I Comuni difendono le comunità montane

L'Associazione dei piccoli centri: per noi quegli enti sono essenziali

PESCARA. I piccoli comuni dell'interno dell'Abruzzo si oppongono allo scioglimento delle comunità montane, programmato dalla giunta regionale, perché «essenziali per le gestioni associate dei servizi pubblici».

La posizione è stata assunta da Arturo Scopino, referente regionale dell'Anpci (Associazione nazionale dei piccoli comuni d'Italia), nel corso di un incontro con l'assessore regionale agli Enti locali, Carlo Masci, per la definizione dei limiti demografici per le unioni municipali imposte dalla legge (l'articolo 16 della legge numero 148 dell'agosto scorso) che, in un primo tempo, prevedeva la soppressione di consigli e amministrazioni comunali di tutti i paesi con meno di mille, abitanti.

All'incontro, venerdì sera nella sala del consiglio comunmale di Chieti, erano presenti anche sindaci e amministratori della provincia. si è impegnato a rivisitare, su proposta dell'Ampci, i limiti demografici fissati dalla legge 148 che prevede per i comuni con popolazione fino a mille abitanti lo svolgimento obbligatorio di tutte le funzioni amministrative e di tutti i servizi pubblici attraverso l'Unione municipale che dovrà avere una popolazione minima di 3.000 abitanti per i Comuni che siano appartenuti o appartengono a Comunità montane. Masci ha promesso che quel limite sarà ridorro a mille abitanti e che sarà dimezzato da 10.000 a 5.000 abitanti il limite demografico per i comuni con popolazione tra 1.000 e 5.000 abitanti che obbligatoriamente devono svolgere le funzioni amministrative fondamentali in maniera associata.

«Nel corso dell'incontro», racconta Scopino, «sono emerse delle problematiche e delle richieste cui la Regione non può non tenere conto. Soprattutto quanto sia essenziale per i piccoli comuni montani continuare a gestire servizi pubblici con le Comunità montane allo scopo di conseguire significativi livelli di efficacia ed efficienza nella gestione degli stessi. Per cui, diversamente da quanto asserito dall'assessore Masci, ritengo che le Comunità montane possano continuare legittimamente a svolgere, attraverso convenzioni, il loro decennale ruolo strategico a supporto dei comuni montani nella gestione associata dei servizi pubblici, avendo le Regioni la più ampia autonomia per definirne ruolo e funzioni».
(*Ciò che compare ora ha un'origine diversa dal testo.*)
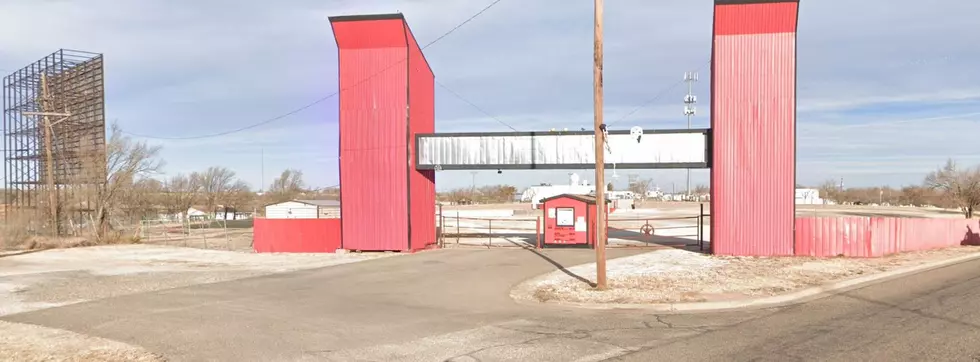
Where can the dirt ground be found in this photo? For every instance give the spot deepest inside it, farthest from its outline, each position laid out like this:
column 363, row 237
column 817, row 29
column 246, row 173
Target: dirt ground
column 671, row 276
column 59, row 277
column 30, row 343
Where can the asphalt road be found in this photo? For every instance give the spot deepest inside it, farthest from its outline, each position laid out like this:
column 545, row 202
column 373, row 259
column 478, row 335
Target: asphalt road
column 452, row 305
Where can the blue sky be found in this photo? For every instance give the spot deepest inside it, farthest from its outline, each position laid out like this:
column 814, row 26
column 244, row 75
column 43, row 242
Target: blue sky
column 888, row 89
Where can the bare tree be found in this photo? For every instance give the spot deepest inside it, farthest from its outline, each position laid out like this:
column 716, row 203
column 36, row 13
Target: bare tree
column 961, row 186
column 239, row 197
column 216, row 184
column 180, row 193
column 127, row 161
column 287, row 186
column 830, row 190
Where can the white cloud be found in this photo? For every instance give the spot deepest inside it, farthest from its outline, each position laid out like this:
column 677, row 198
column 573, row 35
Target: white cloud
column 210, row 66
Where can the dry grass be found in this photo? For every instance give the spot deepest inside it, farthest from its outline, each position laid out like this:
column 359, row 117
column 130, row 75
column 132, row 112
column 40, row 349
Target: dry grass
column 30, row 343
column 701, row 278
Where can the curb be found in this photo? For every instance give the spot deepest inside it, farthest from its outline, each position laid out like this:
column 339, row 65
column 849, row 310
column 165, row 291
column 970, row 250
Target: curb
column 522, row 293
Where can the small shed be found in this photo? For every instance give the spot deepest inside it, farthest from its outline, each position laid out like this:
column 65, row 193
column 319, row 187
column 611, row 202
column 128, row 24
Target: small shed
column 304, row 209
column 569, row 219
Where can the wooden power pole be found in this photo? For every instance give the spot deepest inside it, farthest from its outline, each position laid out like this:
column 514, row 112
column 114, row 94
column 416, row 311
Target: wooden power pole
column 48, row 130
column 49, row 156
column 600, row 169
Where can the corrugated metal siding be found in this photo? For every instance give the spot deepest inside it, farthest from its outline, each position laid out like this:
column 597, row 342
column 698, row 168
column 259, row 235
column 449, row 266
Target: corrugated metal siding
column 373, row 140
column 558, row 149
column 422, row 184
column 875, row 237
column 753, row 121
column 296, row 235
column 329, row 212
column 828, row 237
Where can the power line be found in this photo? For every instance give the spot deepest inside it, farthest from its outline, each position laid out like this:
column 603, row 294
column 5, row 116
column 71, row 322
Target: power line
column 656, row 97
column 475, row 106
column 321, row 100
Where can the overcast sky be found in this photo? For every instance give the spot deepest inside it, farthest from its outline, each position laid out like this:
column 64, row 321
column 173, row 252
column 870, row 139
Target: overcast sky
column 889, row 89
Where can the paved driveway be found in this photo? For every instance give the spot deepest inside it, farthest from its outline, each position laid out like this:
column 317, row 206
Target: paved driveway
column 453, row 305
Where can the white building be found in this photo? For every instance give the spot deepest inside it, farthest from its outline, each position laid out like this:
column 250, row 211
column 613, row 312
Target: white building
column 304, row 209
column 535, row 194
column 809, row 197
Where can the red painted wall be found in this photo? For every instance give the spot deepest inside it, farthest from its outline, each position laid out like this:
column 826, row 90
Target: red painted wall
column 296, row 235
column 753, row 122
column 422, row 184
column 386, row 96
column 875, row 237
column 566, row 235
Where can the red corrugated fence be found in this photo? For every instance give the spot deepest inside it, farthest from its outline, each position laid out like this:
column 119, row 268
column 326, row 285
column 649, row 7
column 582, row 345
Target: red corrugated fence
column 875, row 237
column 753, row 125
column 296, row 235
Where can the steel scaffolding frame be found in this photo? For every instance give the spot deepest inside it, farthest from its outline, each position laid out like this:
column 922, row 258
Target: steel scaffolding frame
column 54, row 109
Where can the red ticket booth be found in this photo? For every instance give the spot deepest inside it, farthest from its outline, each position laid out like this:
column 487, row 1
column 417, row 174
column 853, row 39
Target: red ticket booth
column 569, row 219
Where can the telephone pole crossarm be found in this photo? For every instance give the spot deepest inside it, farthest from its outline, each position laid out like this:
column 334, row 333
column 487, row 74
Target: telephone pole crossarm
column 600, row 130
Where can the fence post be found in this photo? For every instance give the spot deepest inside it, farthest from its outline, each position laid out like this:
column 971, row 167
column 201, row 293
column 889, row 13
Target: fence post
column 701, row 228
column 442, row 226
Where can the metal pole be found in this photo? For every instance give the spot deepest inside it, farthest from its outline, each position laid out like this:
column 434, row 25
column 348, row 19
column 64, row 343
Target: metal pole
column 701, row 228
column 262, row 162
column 600, row 182
column 689, row 110
column 490, row 239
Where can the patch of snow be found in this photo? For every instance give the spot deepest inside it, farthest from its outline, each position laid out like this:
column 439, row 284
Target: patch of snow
column 661, row 262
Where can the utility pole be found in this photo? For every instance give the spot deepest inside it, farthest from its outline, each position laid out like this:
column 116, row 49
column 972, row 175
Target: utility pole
column 49, row 156
column 262, row 169
column 600, row 169
column 690, row 109
column 48, row 130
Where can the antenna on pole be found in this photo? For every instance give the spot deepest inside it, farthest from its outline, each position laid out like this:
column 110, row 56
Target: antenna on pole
column 600, row 133
column 690, row 109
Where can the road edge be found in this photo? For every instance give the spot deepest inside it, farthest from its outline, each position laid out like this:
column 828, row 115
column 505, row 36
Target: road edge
column 523, row 293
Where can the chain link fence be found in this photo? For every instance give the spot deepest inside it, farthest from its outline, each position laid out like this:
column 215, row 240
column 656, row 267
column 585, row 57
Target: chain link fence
column 229, row 235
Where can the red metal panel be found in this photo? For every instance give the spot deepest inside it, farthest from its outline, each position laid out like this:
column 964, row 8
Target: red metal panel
column 373, row 133
column 831, row 237
column 296, row 235
column 876, row 237
column 760, row 18
column 753, row 122
column 422, row 184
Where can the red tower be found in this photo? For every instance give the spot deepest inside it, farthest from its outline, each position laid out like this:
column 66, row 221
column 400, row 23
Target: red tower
column 753, row 125
column 387, row 96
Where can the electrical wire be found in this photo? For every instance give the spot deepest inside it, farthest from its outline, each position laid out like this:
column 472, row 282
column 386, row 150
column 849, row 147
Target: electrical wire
column 655, row 98
column 321, row 100
column 475, row 106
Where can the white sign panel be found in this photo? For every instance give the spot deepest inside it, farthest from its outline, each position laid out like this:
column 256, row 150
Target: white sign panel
column 561, row 150
column 566, row 217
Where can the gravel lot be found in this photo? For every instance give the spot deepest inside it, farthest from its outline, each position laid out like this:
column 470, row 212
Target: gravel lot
column 58, row 277
column 673, row 275
column 30, row 343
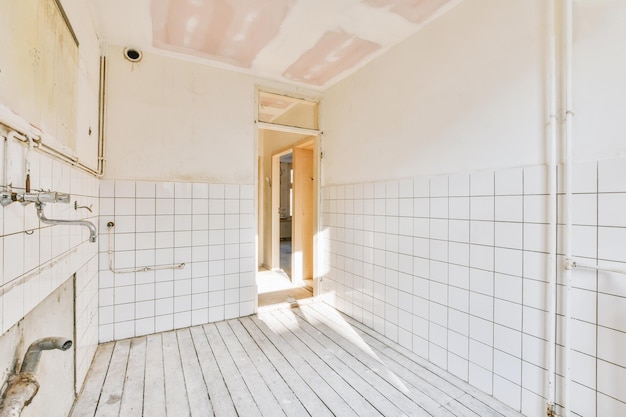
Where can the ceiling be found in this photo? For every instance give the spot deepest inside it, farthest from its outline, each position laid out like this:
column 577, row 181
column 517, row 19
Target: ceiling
column 314, row 43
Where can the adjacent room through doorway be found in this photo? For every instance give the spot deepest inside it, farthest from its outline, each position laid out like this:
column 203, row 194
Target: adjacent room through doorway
column 287, row 198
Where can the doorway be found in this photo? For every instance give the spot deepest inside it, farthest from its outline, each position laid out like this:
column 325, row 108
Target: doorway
column 288, row 191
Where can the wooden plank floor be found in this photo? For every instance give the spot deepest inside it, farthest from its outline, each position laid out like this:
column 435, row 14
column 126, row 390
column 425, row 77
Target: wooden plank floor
column 303, row 361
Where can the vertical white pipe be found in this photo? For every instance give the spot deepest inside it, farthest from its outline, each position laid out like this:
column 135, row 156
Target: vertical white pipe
column 567, row 238
column 553, row 180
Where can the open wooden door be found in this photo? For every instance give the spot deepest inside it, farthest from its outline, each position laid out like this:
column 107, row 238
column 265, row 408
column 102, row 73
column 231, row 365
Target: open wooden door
column 303, row 212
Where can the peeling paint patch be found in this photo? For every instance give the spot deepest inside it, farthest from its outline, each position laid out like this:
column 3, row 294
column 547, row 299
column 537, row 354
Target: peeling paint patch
column 416, row 11
column 232, row 31
column 334, row 53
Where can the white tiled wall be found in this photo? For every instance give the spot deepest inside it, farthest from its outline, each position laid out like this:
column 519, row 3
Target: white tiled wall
column 455, row 269
column 209, row 227
column 35, row 258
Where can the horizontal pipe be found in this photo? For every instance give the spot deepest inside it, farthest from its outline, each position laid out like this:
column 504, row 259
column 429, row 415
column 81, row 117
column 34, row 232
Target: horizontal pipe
column 572, row 263
column 93, row 234
column 31, row 358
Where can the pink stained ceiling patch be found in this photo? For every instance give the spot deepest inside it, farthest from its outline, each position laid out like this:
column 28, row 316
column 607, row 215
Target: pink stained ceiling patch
column 232, row 31
column 334, row 53
column 416, row 11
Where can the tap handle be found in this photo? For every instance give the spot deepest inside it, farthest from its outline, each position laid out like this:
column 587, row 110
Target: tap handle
column 62, row 198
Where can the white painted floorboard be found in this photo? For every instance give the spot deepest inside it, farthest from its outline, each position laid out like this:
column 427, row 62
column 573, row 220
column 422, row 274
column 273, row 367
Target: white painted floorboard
column 303, row 361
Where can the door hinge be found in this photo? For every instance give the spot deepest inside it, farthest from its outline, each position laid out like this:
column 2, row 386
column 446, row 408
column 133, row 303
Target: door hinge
column 551, row 410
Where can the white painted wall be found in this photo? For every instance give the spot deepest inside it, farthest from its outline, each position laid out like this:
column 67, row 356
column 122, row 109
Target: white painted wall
column 599, row 65
column 466, row 93
column 174, row 120
column 34, row 265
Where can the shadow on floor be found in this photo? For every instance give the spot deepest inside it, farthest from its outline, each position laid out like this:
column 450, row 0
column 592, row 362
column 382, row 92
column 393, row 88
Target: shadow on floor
column 276, row 289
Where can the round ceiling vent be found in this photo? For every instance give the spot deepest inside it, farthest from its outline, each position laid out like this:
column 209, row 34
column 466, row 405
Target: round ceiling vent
column 132, row 54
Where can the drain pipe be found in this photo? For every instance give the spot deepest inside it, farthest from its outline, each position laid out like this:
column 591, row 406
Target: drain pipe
column 553, row 137
column 567, row 239
column 22, row 388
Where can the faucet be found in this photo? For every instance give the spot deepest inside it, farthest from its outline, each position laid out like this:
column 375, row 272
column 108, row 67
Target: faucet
column 92, row 229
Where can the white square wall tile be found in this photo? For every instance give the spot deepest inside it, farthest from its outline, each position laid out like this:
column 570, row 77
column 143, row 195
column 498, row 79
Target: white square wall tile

«Questo», aggiunge l'esponente dell'Anpci abruzzese, «anche in considerazione del fatto che il processo di riordino delle Comunità montane, avviato fin dal 2008, si sta concludendo e che in questi anni la Regione ha speso milioni di euro per il loro mantenimento, per cui non è neanche pensabile che oggi, in un contesto in cui è messo a repentaglio finanche l'esistenza dei piccoli comuni, la Regione possa fare marcia indietro e non sostenere più le Comunità montane perché si produrrebbero danni enormi ai comuni montani, ai loro cittadini e alle casse regionali».